A última cena mostra exatamente o que os espanhóis fizeram com os indígenas, o menino fica no chão, em posição de desespero, segurando a cabeça, exatamente como os indígenas devem ter ficado depois de ver sua civilização ser derrubada.

Fazer isso com uma criança não tem o perdão nem de Deus, uma criança que nem entendia o que estava sendo dito.
Depois que o vídeo caiu na rede, o menino foi procurado e com a ajuda de um tradutor ele contou que vende doces para ajudar sua família e para economizar para seus livros, já que quer aprender espanhol e entrar em uma escola e ficou com medo do fiscal, achou que seria levado a prisão.

Agora que tudo passou ele foi levado a televisão, ganhou presentes e ajuda, mas em uma demonstração de generosidade, ele pediu que também mandassem presentes para os seus amigos, que moram no mesmo lugar e na mesma miséria.

O México é um país que não soube aproveitar toda sua riqueza cultural, pelo contrário, aprendeu a lição com os espanhóis e continua o massacre da cultura indígena, obrigando as crianças a serem alfabetizadas em espanhol, quando o melhor seria respeitar a cultura na qual a criança cresceu, ajudar ela a perpetuar esse conhecimento e agregar o espanhol, sem obrigar ninguém a abandonar suas raízes.

Mas o Estado não fez isso e hoje o México tem um exército de 80 mil crianças indígenas nas ruas, vendendo doces e cigarros, longe das escolas, discriminados por sua cor de pele e sofrendo todo o tipo de violência.
Feliciano, o menino do vídeo, conhecido como Manuelito, é apenas outro deles e ver ele de joelhos no vídeo faz lembrar todos os horrores que aconteceram na colonização do México.

E durante séculos os mexicanos jogaram a culpa de todas suas desgraças aos espanhóis que destruiram sua civilização, mas e agora?
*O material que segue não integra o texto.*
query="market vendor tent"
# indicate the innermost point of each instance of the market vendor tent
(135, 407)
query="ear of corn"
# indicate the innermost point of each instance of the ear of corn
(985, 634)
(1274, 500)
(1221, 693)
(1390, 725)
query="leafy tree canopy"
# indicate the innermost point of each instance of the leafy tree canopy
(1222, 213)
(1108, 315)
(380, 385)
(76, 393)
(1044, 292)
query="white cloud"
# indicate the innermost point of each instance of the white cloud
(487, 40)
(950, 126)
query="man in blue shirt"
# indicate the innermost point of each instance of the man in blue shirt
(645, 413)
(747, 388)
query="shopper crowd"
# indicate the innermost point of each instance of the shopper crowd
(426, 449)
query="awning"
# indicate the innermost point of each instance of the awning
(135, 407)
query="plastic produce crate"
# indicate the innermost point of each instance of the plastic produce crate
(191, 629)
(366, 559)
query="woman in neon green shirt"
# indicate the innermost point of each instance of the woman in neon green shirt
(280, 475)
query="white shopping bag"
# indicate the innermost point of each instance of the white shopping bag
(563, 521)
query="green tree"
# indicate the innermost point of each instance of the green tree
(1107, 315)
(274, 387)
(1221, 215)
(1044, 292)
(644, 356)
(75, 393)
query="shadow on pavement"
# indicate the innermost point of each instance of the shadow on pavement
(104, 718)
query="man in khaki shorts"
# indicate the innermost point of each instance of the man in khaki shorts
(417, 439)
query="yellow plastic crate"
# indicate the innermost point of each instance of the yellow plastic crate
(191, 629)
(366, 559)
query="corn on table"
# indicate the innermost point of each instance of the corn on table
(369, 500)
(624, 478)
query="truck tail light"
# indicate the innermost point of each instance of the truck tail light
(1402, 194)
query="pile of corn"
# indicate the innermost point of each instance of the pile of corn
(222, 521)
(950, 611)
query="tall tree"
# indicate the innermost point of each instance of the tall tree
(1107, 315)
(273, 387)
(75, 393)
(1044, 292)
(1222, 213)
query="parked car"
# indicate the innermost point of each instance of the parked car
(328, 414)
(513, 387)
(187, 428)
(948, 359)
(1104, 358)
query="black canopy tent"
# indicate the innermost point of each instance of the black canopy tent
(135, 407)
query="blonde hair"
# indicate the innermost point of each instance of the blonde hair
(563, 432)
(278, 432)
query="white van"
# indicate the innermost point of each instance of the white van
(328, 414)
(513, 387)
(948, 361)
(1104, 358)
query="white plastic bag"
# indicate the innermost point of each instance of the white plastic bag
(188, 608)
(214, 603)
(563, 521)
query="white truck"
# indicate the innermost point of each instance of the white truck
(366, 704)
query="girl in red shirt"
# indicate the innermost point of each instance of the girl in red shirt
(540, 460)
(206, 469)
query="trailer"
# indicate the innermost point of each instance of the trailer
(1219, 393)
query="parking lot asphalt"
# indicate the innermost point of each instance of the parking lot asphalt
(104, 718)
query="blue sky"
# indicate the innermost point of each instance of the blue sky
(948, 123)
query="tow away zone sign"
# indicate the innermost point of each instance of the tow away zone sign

A culpa de deixar uma criança de joelhos é de quem?


E no século XIX apareceu no México um líder, considerado um herói da revolução, Emiliano Zapata, que diante de tantas injustiças que via o povo sofrer disse uma frase clássica, mas que pelo jeito todos os mexicanos esqueceram ''É melhor morrer de pé do que viver de joelhos''.


Iara De Dupont

Um comentário:

Anônimo disse...

Nem sei que palavra usar para descrever o que senti lendo isso,a gente pensa que conhece um pouco do mundo,mas nao. Iara,confesso que nao compartilho seu sentiment para com os animais,sou incapaz de maltratar um,mas leio e medito nos seus posts,mas para mim alguns deles foram criados so para nosso alimento,me desculpe,mas e o que penso,embora eu ache muito nobre quem defenda sua causa,porque tem bases solidas,mas ver alguem distratar um inocente e indefeso e muita covardia,eu nasci na decada de 70,claro que sempre teve violencia no mundo e gente malvada,mas me lembro que no interior as criancas da vizinhanca eram cuidadas por todos,se uma mae chamava o filho para o almoco,chamava os colegas tambem,vigiavam,cuidavam. Sera que o mundo esta piotando ou é porque hoje temos mais acesso ao que aocntece nele?